Zelensky Attends Arab League Summit in Saudi Arabia


JEDDAH, Saudi Arabia — President Volodymyr Zelensky of Ukraine arrived in Saudi Arabia on Friday to join a summit of Arab leaders, including the heads of wealthy Gulf States that have already provided substantial aid to Ukraine amid Russia’s invasion.

Making his latest diplomatic tour days after barnstorming through several European capitals, Mr. Zelensky said he would meet with the kingdom’s leader, Crown Prince Mohammed bin Salman, and others. He wrote on Twitter that his trip aimed “to enhance bilateral relations and Ukraine’s ties with the Arab world.”

Saudi Arabia had invited Mr. Zelensky to participate in the Arab League summit in the Saudi city of Jeddah. He is also expected to join the Group of 7 summit in Hiroshima, Japan, this weekend, either virtually or in person, as he tries to win commitments for continued arms and aid from the world’s wealthiest democracies.

Mr. Zelensky said that another priority for his meetings with Arab leaders was to discuss the security of Ukrainian Muslims including Crimean Tatars, a long marginalized group whose homeland Russia has occupied since 2014. It was an example of how Mr. Zelensky has sought to tailor his messages to foreign audiences during the war.

Key states in the Arab world have walked a fine line between Ukraine and Russia since Moscow’s invasion nearly 15 months ago. Oil-rich Saudi Arabia, in particular, has tried to position itself as a mediator and does not want to be seen as taking sides.

Saudi Arabia pledged $400 million in aid to Ukraine earlier this year. The United Arab Emirates, which maintains a close relationship with President Vladimir V. Putin of Russia, has also pledged more than $100 million in aid for Ukraine.

A key focus of the United States and Western allies has been trying to stop Russia from finding new supplies of weapons. U.S. and NATO officials have tried to hinder Russia’s domestic manufacturing by imposing sanctions and export controls, and have put diplomatic pressure on countries to reject Russian requests for arms.

Washington appears to have succeeded in this regard with at least one key Arab nation, Egypt.

While U.S. officials were quietly pressing Cairo to supply artillery shells to Ukraine, U.S. intelligence agencies early this year gathered information, first reported by The Washington Post, that Egyptian officials might instead supply weapons to Russia.

After a diplomatic push by the United States and Britain, the Egyptians appeared to support the Americans. According to a subsequent intelligence report, President Abdel Fattah el-Sisi of Egypt rejected the idea of supplying the Russian side.

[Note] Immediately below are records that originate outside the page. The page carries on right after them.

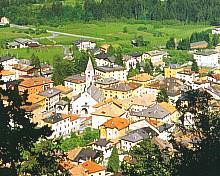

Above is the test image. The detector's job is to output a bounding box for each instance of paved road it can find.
[10,24,105,40]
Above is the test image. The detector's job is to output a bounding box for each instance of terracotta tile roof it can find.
[82,161,106,174]
[103,82,141,92]
[211,74,220,81]
[69,165,88,176]
[67,147,82,161]
[103,117,130,130]
[19,77,53,88]
[145,81,160,89]
[129,73,153,82]
[27,94,46,104]
[0,70,15,76]
[199,68,209,74]
[92,104,125,117]
[54,85,73,94]
[13,64,36,72]
[159,102,176,114]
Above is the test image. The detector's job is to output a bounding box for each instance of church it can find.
[72,58,105,116]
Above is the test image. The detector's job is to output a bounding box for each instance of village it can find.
[0,15,220,176]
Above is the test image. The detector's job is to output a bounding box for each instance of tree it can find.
[21,140,70,176]
[144,60,154,75]
[108,146,119,173]
[0,63,52,176]
[157,88,169,103]
[166,37,176,49]
[115,48,124,66]
[177,38,190,50]
[121,139,171,176]
[123,26,128,33]
[108,45,115,56]
[191,59,199,73]
[172,89,220,176]
[212,34,219,46]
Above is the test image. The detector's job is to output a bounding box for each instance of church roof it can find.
[87,85,105,102]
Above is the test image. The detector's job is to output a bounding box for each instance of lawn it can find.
[0,46,63,64]
[41,21,211,51]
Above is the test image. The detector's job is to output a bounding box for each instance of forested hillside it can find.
[0,0,220,24]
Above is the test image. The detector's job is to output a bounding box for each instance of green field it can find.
[41,21,211,51]
[0,46,63,64]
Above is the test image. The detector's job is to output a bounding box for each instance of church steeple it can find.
[85,58,95,90]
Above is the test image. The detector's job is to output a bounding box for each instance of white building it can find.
[74,40,96,51]
[123,53,143,71]
[39,88,61,112]
[0,17,10,26]
[143,50,168,66]
[44,114,80,138]
[193,50,219,67]
[72,59,104,116]
[212,28,220,35]
[0,56,18,70]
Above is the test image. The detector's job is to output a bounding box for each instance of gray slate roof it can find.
[39,88,61,98]
[95,139,110,147]
[0,56,14,62]
[131,103,170,119]
[121,127,158,142]
[87,85,105,102]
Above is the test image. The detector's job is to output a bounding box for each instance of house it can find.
[95,77,119,88]
[205,84,220,100]
[64,74,86,95]
[92,102,126,129]
[39,88,61,112]
[189,78,210,90]
[54,85,73,100]
[100,44,110,53]
[120,127,158,152]
[164,64,184,78]
[82,160,106,176]
[193,50,219,67]
[207,74,220,84]
[0,70,16,89]
[143,50,168,66]
[103,82,143,99]
[18,77,53,94]
[122,53,143,71]
[12,64,38,78]
[95,53,117,67]
[190,41,209,49]
[72,59,105,116]
[0,56,18,70]
[144,81,160,96]
[128,73,154,86]
[130,102,178,122]
[176,68,199,82]
[26,94,46,126]
[92,138,114,159]
[99,117,130,140]
[95,66,128,81]
[73,148,101,164]
[43,113,80,138]
[212,28,220,35]
[55,100,69,114]
[73,40,96,51]
[0,17,10,26]
[160,78,184,104]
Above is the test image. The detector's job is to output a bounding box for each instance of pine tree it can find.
[157,88,169,103]
[108,147,119,173]
[0,63,52,176]
[191,59,199,73]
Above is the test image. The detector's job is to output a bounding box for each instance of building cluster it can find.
[0,36,220,176]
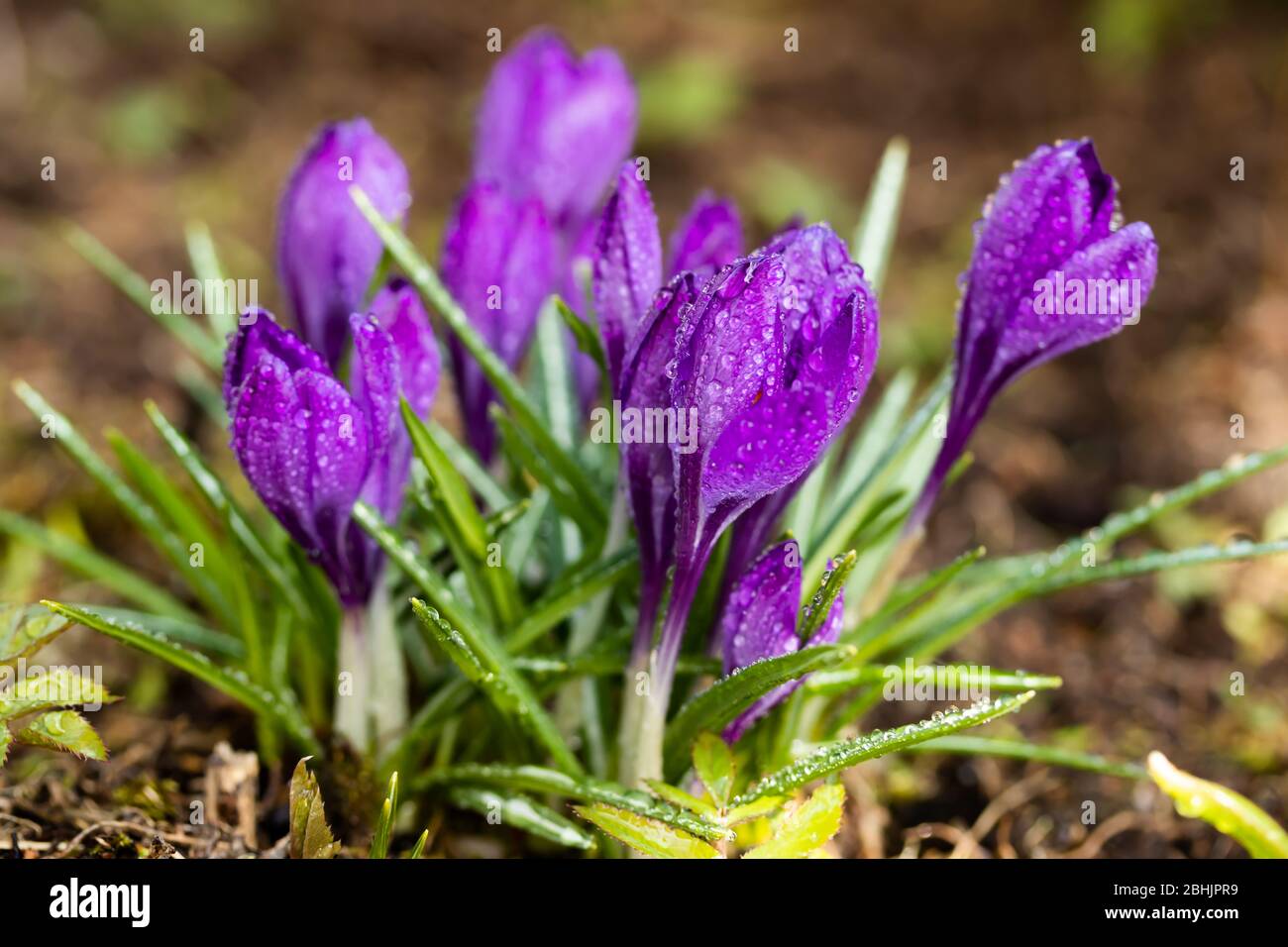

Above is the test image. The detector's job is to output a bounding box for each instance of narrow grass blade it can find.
[143,401,310,617]
[417,763,729,841]
[63,224,224,373]
[805,659,1064,699]
[0,510,200,622]
[447,786,595,852]
[411,599,583,776]
[850,137,909,295]
[1147,750,1288,858]
[733,690,1034,805]
[665,644,854,783]
[50,600,322,754]
[743,785,845,858]
[910,736,1146,780]
[183,220,240,339]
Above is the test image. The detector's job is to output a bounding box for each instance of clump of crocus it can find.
[909,138,1158,528]
[623,224,877,783]
[443,183,558,460]
[224,282,439,749]
[277,119,411,368]
[720,540,845,743]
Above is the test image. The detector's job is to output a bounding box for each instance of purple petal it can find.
[474,31,636,227]
[666,193,742,278]
[224,309,327,412]
[720,540,802,674]
[277,119,411,366]
[442,183,555,459]
[293,369,376,604]
[228,351,319,552]
[592,161,662,390]
[621,273,697,608]
[720,540,845,743]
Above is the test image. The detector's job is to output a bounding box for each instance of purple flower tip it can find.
[474,30,638,230]
[224,300,438,605]
[912,138,1158,523]
[277,119,411,368]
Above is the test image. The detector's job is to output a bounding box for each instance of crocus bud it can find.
[277,119,411,368]
[224,310,433,607]
[910,138,1158,526]
[474,31,636,231]
[720,540,845,743]
[592,161,662,390]
[442,181,557,460]
[666,193,742,281]
[654,224,877,705]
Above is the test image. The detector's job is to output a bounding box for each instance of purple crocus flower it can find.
[635,224,877,759]
[277,119,411,368]
[909,138,1158,528]
[224,296,438,608]
[716,223,876,594]
[443,181,557,460]
[592,162,742,653]
[474,30,638,233]
[720,540,845,743]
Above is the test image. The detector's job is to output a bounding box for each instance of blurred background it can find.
[0,0,1288,854]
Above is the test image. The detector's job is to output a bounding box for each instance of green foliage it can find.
[0,604,117,767]
[1149,750,1288,858]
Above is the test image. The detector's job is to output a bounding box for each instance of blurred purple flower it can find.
[720,540,845,743]
[910,138,1158,528]
[277,119,411,368]
[666,192,742,279]
[224,297,438,607]
[442,183,557,460]
[474,30,638,232]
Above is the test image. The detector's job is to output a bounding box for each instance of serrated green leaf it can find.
[42,600,322,753]
[368,771,398,858]
[1146,750,1288,858]
[290,756,340,858]
[447,786,595,852]
[743,785,845,858]
[733,690,1035,805]
[693,733,734,809]
[411,599,583,776]
[665,644,855,781]
[416,763,729,841]
[0,604,67,665]
[349,185,606,518]
[574,802,721,858]
[143,401,310,617]
[0,666,117,720]
[644,780,718,818]
[14,710,107,760]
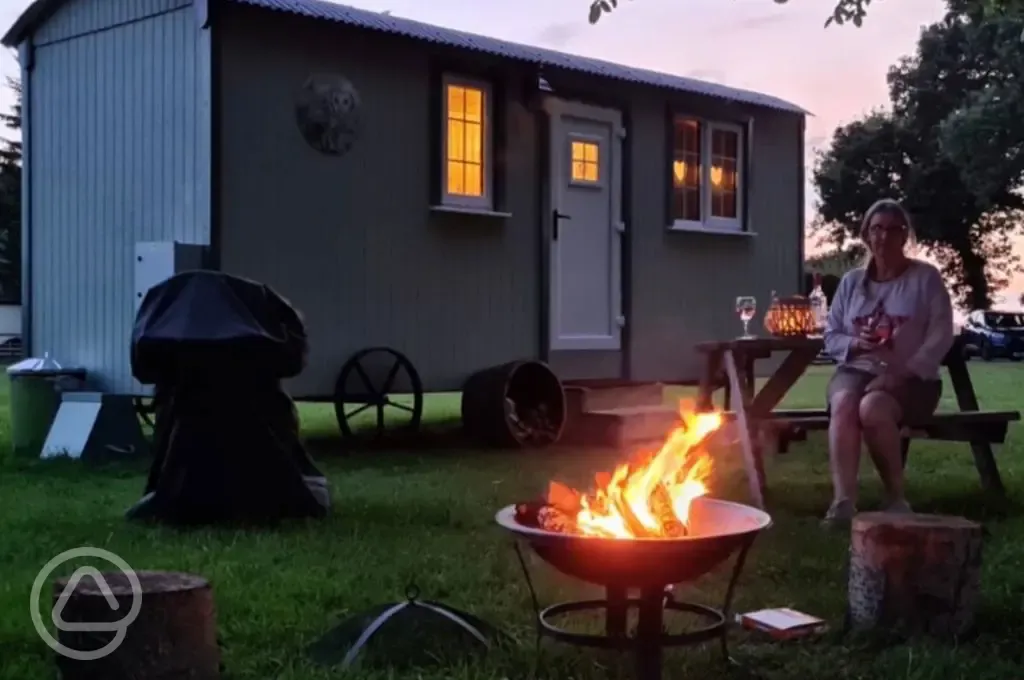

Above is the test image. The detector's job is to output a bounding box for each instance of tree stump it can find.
[849,513,982,638]
[53,571,220,680]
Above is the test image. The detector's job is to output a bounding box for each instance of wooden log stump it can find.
[849,513,982,638]
[53,571,220,680]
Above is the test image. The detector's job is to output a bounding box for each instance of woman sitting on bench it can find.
[824,199,953,524]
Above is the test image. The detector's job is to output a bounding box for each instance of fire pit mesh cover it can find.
[309,587,503,669]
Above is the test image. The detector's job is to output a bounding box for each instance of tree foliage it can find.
[589,0,871,27]
[813,0,1024,308]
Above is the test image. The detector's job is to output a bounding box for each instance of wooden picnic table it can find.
[697,338,1020,507]
[696,337,823,508]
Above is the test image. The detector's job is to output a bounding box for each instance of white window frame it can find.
[669,114,748,231]
[439,74,495,210]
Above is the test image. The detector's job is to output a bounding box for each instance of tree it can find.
[590,0,871,27]
[0,73,22,304]
[812,0,1024,308]
[590,0,1024,28]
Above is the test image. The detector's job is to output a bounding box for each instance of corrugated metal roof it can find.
[230,0,808,114]
[3,0,809,114]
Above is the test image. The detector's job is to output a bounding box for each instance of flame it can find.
[549,401,722,539]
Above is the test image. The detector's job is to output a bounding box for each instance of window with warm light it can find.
[442,79,490,208]
[569,139,601,184]
[672,117,743,229]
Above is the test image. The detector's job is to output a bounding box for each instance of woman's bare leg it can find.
[860,392,908,510]
[828,390,861,514]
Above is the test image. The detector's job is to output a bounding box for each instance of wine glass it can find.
[736,295,758,339]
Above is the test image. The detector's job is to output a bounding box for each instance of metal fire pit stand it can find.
[512,534,757,680]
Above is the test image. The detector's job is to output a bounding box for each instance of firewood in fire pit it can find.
[613,494,657,539]
[548,481,583,517]
[515,501,546,528]
[650,484,687,539]
[515,501,577,534]
[537,505,577,534]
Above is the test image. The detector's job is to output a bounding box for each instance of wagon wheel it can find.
[132,396,157,427]
[334,347,423,440]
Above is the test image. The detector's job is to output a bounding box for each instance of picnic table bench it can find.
[697,338,1020,505]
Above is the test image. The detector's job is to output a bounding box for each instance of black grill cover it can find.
[128,271,330,524]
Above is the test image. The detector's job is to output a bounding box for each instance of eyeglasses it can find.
[867,224,906,236]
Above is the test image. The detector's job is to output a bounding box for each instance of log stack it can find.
[849,513,982,639]
[53,571,220,680]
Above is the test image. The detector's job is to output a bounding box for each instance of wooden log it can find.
[849,513,982,639]
[53,571,220,680]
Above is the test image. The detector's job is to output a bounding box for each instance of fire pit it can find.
[495,406,771,680]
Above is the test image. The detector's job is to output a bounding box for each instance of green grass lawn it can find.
[0,364,1024,680]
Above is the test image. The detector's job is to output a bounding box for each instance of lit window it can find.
[442,80,490,207]
[571,141,601,184]
[672,120,702,222]
[711,128,739,219]
[672,118,742,229]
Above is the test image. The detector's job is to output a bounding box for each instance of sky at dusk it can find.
[0,0,1011,297]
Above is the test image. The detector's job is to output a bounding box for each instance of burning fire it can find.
[517,401,722,539]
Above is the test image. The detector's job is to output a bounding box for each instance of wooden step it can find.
[561,405,679,447]
[565,383,665,416]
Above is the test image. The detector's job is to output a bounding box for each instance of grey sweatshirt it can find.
[824,260,953,380]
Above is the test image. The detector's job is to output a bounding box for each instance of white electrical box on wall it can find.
[135,241,206,311]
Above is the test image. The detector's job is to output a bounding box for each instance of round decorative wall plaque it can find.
[295,74,361,156]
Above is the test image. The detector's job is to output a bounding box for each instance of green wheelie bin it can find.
[7,353,85,458]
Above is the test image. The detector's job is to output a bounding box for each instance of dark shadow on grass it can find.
[4,456,152,480]
[913,488,1024,521]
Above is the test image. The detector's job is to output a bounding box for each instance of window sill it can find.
[430,205,512,219]
[669,222,757,238]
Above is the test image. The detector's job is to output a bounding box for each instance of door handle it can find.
[551,208,572,241]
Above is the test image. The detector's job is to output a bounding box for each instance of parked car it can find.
[961,309,1024,362]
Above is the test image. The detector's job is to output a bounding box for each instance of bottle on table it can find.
[808,273,828,335]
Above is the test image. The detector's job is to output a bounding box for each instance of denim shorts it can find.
[825,366,942,425]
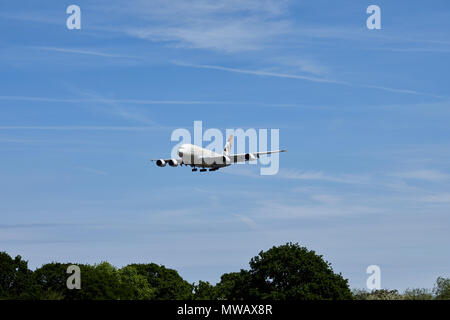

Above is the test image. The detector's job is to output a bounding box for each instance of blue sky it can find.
[0,0,450,290]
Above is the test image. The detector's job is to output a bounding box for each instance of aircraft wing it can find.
[229,149,287,163]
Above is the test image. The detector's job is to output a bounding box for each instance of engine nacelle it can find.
[222,156,231,164]
[168,159,178,167]
[156,159,166,167]
[245,153,256,161]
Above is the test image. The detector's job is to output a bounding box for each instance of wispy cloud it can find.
[172,61,445,98]
[0,126,166,131]
[277,169,370,184]
[109,0,291,52]
[31,47,137,59]
[421,193,450,204]
[392,170,450,182]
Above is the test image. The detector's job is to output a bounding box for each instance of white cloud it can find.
[392,170,450,182]
[277,169,370,184]
[173,61,445,98]
[422,193,450,203]
[100,0,291,52]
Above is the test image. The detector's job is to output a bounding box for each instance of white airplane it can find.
[152,136,287,172]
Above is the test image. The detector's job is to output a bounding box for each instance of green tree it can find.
[215,270,250,300]
[403,288,433,300]
[129,263,193,300]
[33,262,73,300]
[119,266,156,300]
[353,289,404,300]
[433,277,450,300]
[193,280,217,300]
[0,252,33,299]
[218,243,352,300]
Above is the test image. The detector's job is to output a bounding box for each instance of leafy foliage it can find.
[0,250,450,300]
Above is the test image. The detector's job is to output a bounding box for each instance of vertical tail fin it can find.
[223,135,233,155]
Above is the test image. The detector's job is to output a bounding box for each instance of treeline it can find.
[0,243,450,300]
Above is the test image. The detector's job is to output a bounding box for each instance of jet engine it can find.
[156,159,166,167]
[222,156,231,164]
[245,153,256,161]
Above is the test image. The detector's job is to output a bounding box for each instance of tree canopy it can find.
[0,243,450,300]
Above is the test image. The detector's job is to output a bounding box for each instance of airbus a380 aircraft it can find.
[152,136,287,172]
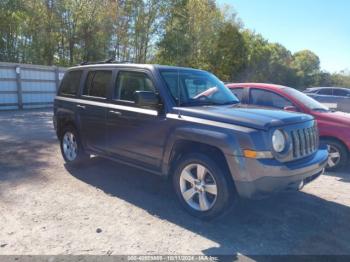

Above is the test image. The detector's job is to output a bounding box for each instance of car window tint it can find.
[250,88,293,109]
[115,72,156,102]
[317,88,333,96]
[83,70,112,98]
[59,71,82,96]
[333,89,350,96]
[231,88,244,101]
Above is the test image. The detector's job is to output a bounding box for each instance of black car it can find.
[54,63,328,218]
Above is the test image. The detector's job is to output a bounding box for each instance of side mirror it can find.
[283,106,299,112]
[135,91,160,108]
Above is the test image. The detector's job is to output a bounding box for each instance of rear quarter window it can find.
[58,71,82,96]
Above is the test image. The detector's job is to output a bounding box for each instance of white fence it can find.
[0,62,65,110]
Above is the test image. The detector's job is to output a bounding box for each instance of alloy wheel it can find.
[179,164,218,212]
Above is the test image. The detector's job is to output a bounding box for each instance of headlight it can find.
[272,129,286,153]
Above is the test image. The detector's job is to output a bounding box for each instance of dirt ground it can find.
[0,110,350,257]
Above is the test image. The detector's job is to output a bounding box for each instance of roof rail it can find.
[79,57,135,65]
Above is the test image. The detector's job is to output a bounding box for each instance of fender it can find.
[162,126,242,175]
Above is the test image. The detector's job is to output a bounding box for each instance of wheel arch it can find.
[320,136,350,153]
[162,128,238,185]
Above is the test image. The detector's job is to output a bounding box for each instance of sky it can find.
[217,0,350,73]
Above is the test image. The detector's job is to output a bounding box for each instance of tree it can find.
[291,50,320,87]
[210,23,247,81]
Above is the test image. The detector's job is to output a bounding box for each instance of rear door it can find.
[77,69,113,152]
[107,69,168,169]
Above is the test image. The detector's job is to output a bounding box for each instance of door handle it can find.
[109,110,122,116]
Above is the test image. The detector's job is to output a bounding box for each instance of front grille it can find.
[291,126,318,159]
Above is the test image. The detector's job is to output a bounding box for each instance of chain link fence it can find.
[0,62,65,110]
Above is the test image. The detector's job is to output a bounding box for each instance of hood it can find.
[176,106,314,130]
[314,111,350,127]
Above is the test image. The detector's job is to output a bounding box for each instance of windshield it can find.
[283,87,329,111]
[160,69,239,106]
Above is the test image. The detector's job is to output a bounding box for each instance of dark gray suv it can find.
[54,64,328,218]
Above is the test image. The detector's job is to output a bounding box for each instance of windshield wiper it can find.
[312,108,330,112]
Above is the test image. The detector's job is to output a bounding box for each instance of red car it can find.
[227,83,350,170]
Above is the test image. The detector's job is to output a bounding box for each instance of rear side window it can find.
[83,70,112,98]
[333,89,350,96]
[116,71,156,102]
[250,89,293,109]
[59,71,82,96]
[231,87,244,101]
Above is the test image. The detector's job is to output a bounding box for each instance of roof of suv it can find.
[307,86,349,90]
[69,63,202,71]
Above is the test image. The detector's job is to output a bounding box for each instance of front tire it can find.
[173,153,234,219]
[60,126,89,166]
[321,139,348,171]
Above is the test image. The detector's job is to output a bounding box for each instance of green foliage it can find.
[0,0,350,88]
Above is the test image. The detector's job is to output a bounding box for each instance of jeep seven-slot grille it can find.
[292,127,318,158]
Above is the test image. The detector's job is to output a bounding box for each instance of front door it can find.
[77,70,112,152]
[107,71,168,169]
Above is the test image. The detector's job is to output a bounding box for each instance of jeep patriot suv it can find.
[54,63,328,218]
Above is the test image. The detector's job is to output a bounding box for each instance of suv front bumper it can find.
[232,149,328,198]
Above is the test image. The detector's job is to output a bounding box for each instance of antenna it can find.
[176,17,181,118]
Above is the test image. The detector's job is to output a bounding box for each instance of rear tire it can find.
[173,153,237,219]
[60,126,90,166]
[321,139,348,171]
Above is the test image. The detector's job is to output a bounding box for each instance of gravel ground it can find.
[0,110,350,256]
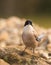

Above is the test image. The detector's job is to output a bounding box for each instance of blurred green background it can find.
[0,0,51,28]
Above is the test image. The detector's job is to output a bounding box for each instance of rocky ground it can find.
[0,17,51,65]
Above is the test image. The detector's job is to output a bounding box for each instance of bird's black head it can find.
[24,20,32,26]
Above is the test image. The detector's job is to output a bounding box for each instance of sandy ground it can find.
[0,16,51,65]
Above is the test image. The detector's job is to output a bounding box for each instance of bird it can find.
[22,20,38,54]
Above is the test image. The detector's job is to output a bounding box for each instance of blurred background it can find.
[0,0,51,28]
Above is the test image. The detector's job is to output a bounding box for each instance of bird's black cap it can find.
[24,20,32,26]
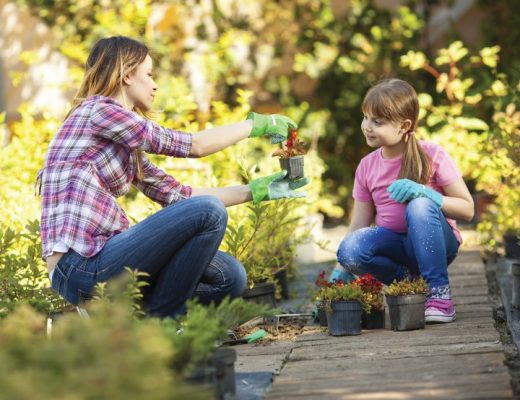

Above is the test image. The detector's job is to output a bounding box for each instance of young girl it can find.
[37,36,307,317]
[333,79,473,322]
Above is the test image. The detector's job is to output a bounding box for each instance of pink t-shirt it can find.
[352,141,462,243]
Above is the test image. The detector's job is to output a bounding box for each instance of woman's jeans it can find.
[337,197,459,289]
[52,196,247,317]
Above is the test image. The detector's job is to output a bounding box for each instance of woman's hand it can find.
[247,112,298,144]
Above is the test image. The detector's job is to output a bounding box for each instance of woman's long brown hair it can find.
[67,36,149,180]
[362,79,431,184]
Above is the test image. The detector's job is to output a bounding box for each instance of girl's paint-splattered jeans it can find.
[337,197,459,292]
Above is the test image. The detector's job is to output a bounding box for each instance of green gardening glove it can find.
[247,112,298,144]
[249,170,309,203]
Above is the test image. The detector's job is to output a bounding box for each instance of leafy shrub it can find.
[0,302,211,400]
[385,276,430,296]
[0,221,66,318]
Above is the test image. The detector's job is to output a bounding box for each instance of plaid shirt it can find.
[36,96,191,257]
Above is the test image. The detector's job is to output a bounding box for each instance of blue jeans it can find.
[52,196,247,317]
[337,197,459,289]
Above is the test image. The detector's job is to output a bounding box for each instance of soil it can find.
[485,256,520,400]
[235,319,320,344]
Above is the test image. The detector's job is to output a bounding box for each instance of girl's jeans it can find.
[52,196,246,317]
[337,197,459,289]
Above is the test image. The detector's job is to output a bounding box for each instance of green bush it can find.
[0,303,211,400]
[0,221,65,318]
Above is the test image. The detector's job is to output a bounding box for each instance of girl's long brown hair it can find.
[67,36,150,180]
[362,79,431,184]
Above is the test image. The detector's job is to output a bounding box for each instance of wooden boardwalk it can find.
[264,251,513,400]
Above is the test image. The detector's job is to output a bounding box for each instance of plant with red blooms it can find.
[350,273,384,314]
[273,129,307,158]
[314,271,332,288]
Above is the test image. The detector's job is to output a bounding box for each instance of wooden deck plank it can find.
[265,251,513,400]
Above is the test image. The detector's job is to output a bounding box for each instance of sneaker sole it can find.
[424,315,457,323]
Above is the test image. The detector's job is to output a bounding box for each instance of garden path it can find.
[265,250,513,400]
[235,227,513,400]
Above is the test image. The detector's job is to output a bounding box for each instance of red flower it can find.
[314,271,331,287]
[352,273,383,294]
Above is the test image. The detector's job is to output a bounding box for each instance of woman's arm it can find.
[190,120,253,158]
[442,178,475,221]
[347,200,374,233]
[191,185,252,207]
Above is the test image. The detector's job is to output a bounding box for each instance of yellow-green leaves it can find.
[479,46,500,68]
[401,50,426,71]
[435,40,468,65]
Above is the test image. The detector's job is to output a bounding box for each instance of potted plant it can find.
[352,273,385,329]
[319,280,363,336]
[222,162,308,308]
[273,129,307,179]
[385,277,429,331]
[314,271,332,326]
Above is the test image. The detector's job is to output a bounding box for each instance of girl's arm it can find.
[347,200,374,233]
[191,185,252,207]
[442,178,475,221]
[190,120,253,158]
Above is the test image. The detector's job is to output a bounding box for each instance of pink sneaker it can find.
[424,299,456,322]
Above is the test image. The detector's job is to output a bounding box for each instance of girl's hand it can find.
[247,112,298,144]
[387,179,443,207]
[249,170,309,203]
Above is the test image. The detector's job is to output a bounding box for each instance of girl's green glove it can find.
[387,179,443,208]
[249,170,309,203]
[247,112,298,144]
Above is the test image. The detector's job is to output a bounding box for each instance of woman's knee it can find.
[406,197,439,225]
[219,252,247,297]
[192,195,228,228]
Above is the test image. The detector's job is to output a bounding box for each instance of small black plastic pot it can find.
[274,268,289,300]
[386,294,426,331]
[327,301,362,336]
[242,282,276,308]
[316,301,328,326]
[280,156,303,179]
[361,308,385,329]
[502,232,520,260]
[212,347,237,400]
[184,363,217,391]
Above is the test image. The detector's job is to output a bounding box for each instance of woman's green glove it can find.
[249,170,309,203]
[247,112,298,144]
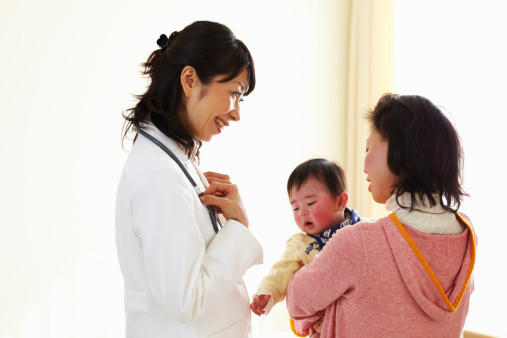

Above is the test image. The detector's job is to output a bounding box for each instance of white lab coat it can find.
[116,123,262,338]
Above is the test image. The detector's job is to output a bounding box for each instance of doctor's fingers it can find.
[201,183,248,227]
[203,171,231,184]
[203,182,241,200]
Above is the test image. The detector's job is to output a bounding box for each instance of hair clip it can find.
[157,34,169,49]
[157,31,178,49]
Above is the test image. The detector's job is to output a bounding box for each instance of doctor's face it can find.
[186,69,248,141]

U.S. officials said that Egyptian state-owned arms makers have agreed to a contract to produce artillery shells for the United States and American contractors, who, in turn, will send them to Ukraine.

This Arab League summit will be the first one attended by President Bashar al-Assad of Syria in 13 years. He was long shunned regionally and internationally over his violent suppression of Syria’s Arab Spring uprising more than a decade ago, which grew into a long civil war that continues, though fighting has ground to a standstill.

Mr. al-Assad’s forces used chemical weapons against their own people during the war, which has killed hundreds of thousands of people and displaced millions. Russia provided significant support to the Syrian dictator in that war and used tactics, including strikes against civilian targets, that it has since employed in Ukraine.

Arab League summits are typically staid affairs of mostly regional interest, but Mr. al-Assad’s reintegration has drawn widespread attention, including criticism from some American lawmakers and from Syrians opposed to his rule. It has also sparked controversy in the region, where many are uncomfortable with the idea of re-legitimizing a leader accused of war crimes.

Mr. Zelensky’s arrival in Jeddah seemed likely to divert some attention away from Mr. al-Assad’s presence. Saudi state television showed Prince Mohammed greeting Mr. al-Assad with kisses on the cheek and a long handshake, in the first in-person meeting between the two leaders.

Arab nations such as Egypt and Tunisia have been among the countries hardest hit by the global repercussions of Russia’s invasion of Ukraine. Both those nations were deeply dependent before the war on grain from Russia and Ukraine — Egypt is the world’s No. 1 importer of wheat, and both Egypt and Tunisia heavily subsidize bread for their poorest citizens. The two countries found themselves scrambling after the war began to feed their populations at a price that would not bankrupt them.

In Egypt, the war’s impact crystallized longstanding problems with the country’s economy, leaving Egyptians reeling from soaring inflation and a shortage of imported goods. Income from Ukrainian and Russian tourists also dried up, blowing a hole in a crucial industry. The shock the invasion sent through global markets also prompted investors to pull billions of dollars out of Egyptian bonds, setting off a monetary crisis.

Yet many Egyptians and other Arabs have sided with Russia partly out of antipathy toward the West, and Egypt has tried to strike a balance between maintaining warm ties with Moscow and not offending its U.S. and European allies.